THE JAPANESE GARDEN covers 5.5 acres in Portland's West Hills neighborhood, a nice break from the noise and commotion of the city, which is important as traditional Japanese gardens seek to unite the visitor with nature and provide a sense of peace and tranquility.
We visited the garden at the end of the day when there were very few other visitors, and it was definitely peaceful and tranquil.

There are five sub-gardens: the Strolling Pond Garden, the Natural Garden, the Sand and Stone Garden, the Flat Garden, and the Tea Garden.
Stone formations and structures are an important part of all Japanese gardens:


Two different zen gardens in different areas of the park promote meditation.

ZEN #1:

ZEN #2:

In Japanese gardens there is something beautiful no matter the season, even in January in cold Portland:

Paths crisscross and meander between and among the gardens, all with places to sit, rest, and contemplate the glorious surroundings:

There was a bridge that looked vaguely familiar, like I'd seen it somewhere before.

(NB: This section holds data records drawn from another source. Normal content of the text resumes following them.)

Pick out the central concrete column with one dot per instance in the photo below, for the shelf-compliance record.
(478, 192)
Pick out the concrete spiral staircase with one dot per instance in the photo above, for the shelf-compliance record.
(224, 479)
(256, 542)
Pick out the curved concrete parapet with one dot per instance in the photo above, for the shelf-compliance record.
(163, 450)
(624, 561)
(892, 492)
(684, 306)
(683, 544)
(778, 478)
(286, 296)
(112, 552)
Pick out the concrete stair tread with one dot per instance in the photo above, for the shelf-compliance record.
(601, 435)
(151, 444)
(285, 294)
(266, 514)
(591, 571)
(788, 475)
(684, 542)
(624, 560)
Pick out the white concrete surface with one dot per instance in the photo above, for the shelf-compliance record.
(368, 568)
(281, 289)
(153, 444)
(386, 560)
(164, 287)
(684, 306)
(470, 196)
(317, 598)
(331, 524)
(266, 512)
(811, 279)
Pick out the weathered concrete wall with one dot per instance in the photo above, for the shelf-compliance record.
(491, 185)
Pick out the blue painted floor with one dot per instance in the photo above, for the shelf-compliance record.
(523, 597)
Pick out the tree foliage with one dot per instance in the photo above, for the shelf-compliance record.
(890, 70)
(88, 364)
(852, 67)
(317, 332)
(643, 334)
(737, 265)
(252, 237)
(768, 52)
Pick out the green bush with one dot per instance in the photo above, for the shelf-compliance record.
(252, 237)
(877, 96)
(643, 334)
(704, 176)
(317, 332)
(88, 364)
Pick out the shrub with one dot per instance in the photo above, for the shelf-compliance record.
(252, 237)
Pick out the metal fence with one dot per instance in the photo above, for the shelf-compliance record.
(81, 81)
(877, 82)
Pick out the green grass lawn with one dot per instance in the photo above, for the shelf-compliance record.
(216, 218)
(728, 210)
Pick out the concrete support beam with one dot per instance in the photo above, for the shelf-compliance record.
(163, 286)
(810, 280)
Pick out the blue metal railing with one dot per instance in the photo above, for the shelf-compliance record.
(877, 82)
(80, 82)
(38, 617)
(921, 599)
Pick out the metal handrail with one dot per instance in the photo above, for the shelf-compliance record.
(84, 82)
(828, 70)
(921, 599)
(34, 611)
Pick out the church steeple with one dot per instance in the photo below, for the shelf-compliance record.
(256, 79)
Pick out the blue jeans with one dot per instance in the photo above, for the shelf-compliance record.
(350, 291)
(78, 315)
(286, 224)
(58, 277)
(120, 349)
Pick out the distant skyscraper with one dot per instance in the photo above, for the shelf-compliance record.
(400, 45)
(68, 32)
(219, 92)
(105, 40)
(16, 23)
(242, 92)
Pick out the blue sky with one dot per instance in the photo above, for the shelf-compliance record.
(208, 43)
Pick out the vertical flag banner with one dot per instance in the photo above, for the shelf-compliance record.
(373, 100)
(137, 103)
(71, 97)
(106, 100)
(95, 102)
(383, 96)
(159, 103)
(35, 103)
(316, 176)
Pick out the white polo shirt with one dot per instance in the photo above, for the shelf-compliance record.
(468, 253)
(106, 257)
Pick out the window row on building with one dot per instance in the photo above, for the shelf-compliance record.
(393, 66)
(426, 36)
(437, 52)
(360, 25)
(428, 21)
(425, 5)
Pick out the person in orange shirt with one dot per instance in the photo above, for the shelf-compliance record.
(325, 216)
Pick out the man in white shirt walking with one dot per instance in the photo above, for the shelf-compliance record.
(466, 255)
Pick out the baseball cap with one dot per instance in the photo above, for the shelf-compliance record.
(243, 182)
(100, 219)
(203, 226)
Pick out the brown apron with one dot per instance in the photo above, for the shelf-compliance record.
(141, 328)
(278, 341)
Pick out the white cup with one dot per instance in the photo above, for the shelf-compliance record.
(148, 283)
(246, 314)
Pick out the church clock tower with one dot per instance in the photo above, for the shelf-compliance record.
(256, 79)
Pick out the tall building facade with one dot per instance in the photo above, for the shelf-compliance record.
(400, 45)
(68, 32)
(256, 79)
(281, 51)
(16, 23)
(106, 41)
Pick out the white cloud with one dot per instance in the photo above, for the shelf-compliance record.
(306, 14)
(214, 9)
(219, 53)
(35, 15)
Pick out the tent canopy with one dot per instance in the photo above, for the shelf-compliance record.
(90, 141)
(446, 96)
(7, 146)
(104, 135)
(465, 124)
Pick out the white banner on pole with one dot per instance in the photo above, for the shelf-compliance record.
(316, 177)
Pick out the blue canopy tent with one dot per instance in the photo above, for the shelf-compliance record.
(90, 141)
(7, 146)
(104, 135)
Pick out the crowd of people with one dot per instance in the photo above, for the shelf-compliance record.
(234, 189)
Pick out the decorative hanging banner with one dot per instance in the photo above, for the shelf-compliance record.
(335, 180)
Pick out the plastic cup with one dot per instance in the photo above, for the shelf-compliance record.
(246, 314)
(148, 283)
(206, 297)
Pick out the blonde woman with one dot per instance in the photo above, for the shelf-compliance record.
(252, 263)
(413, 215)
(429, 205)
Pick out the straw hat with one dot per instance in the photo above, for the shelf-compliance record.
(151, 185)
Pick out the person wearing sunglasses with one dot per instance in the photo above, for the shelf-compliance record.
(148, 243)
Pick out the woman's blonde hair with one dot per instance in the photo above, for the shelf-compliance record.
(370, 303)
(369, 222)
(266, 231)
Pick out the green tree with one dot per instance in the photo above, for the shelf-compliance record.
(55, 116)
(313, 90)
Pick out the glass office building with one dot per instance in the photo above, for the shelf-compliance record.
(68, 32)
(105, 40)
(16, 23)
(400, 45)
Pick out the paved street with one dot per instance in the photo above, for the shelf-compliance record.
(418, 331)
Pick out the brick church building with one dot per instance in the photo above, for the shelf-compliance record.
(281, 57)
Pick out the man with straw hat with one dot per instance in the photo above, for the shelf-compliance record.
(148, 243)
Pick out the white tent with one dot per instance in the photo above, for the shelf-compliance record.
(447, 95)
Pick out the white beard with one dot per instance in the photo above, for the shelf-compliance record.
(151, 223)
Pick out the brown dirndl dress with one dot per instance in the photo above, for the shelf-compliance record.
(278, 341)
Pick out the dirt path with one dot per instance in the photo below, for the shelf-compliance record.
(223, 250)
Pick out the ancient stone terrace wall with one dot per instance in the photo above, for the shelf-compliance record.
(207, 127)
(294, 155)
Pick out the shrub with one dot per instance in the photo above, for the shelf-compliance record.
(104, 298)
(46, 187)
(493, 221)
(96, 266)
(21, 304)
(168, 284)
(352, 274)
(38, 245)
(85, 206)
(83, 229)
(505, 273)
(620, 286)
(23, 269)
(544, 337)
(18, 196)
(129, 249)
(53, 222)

I checked it against Monet's Japanese Bridge, and yup, it was a match:
Japanese Bridge, Portland

And, of course, there must be all types of water--trickling, bubbly, glassy, tumbling, placid, reflective:
Japanese Garden, Portland, Oregon

A bit of wildlife doesn't hurt, even if it is the eternally unmoving type:

In contrast, THE LAN SU CHINESE GARDEN is compact--one enclosed city block in Portland's Old Town Chinatown.
We went on a day when free admission was offered in exchange for two cans of food for the local food bank, so it was relatively crowded. I wouldn't describe it as a tranquil place.
No sirree, this dragon doesn't exactly inspire peace and contentment:
And yet, the gently swooping roof lines and quiet waters did much to counteract the busy-ness all around us:
Lan Su Chinese Gardens, Portland, Oregon
There is a definite serenity in water that captures silhouetted shadows:

So many wonderful places to explore:

Just don't explore too closely:

As in the Japanese Garden, pathways lead willing walkers to many hidden nooks and crannies in the park.
Each sidewalk has a different personality:

Stones and living things sometimes look a lot alike:

All that exploring made us tired, and when we saw a tea house, we knew we had to stop and rest.

It was just what we needed:
Talk about atmosphere. There was even some lovely, screechy, live music played on an erhu by a charming man who broke into "Twinkle, Twinkle, Little Star" when a child stood in front of him to watch him play:

Our snack energized us for more exploration:

We were impressed by this man creating calligraphy names for on-the-spot orders.  The price was incredibly low, and had we had more time, we would have had my granddaughters' names done, but the line was too long.

Who could possibly pass up the opportunity to walk down this pathway?

Final Analysis: Japanese Garden or Chinese Garden? 

I can't imagine choosing one over the other.  Just plan your time to do both! 

This was the final venue of our fantastic Mother-Daughter Adventure (if we don't count the chocolate tasting at the Portland Airport). Thanks to my lovely daughter for being one of the most beautiful flowers in the garden of my life. Our trip was a blast, and I hope some day we will be able to do it again!


  1. Glad you guys had an opportunity to jam together. Looks like it was a fabulous trip!

  2. There's so much fun to be had in Portland. I love the budding trees and flowers in the depths of Portland winter. What a great place to enjoy your daughter!

  3. These photos reminds me of visiting the gardens in China, with their interesting cut-out doorways and multiple window screens. I'm glad to get a write-up of both! Love the names of things--I need a Cosmic Reflection Terrace, yes, I do.